Doctoral Dissertations

Date of Award

8-2007

Degree Type

Dissertation

Degree Name

Doctor of Philosophy

Major

English

Major Professor

D. Allen Carroll

Committee Members

Paul Barrette, Heather Hirschfeld, Robert Stillman

Abstract

E. C.’s Emaricdulfe (1595; STC2 4268) is a collection of forty English sonnets introduced by a brief dedicatory epistle addressed “to my very good friends, John Zouch and Edward Fitton, Esquiers.” The book was printed by Joan Orwin for bookseller Matthew Law. Two copies of the original text survive, one in the Huntington Library, the other in the Folger Shakespeare Library. In both subject matter and poetic aspiration, the collection answers to the conventions of the sonnet sequence, a genre that captivated English poets great and small during the last decades of the sixteenth century. The subject of E. C.’s poetic desire is, as it should be, his love for a young woman. The collection offers conventional modes of praise for Emaricdulfe, along with typical laments about the speaker’s failures to win her love. One deviation from the expected is E. C.’s description of a dream vision. This brief sequence replays the conventional imagery of love as hunt scene, but it also presents a rather troubling vision that, it seems, describes the death of Emaricdulfe’s young child, surely unfamiliar subject matter for the genre.

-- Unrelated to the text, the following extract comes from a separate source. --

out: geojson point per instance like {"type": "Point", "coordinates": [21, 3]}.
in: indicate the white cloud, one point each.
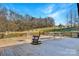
{"type": "Point", "coordinates": [57, 14]}
{"type": "Point", "coordinates": [48, 9]}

The collection, perhaps deservedly so, has generated little critical response during its history. No complete scholarly edition exists. This dissertation presents some of the basic materials upon which such an edition can be built. Here is a clear, correct, readable text, accompanied by a full commentary that situates the text and explains difficult facets of that text and is preceded by an introduction that considers, to varying degrees, features particular to this text that, in general, should be of assistance for someone reading it for the first time.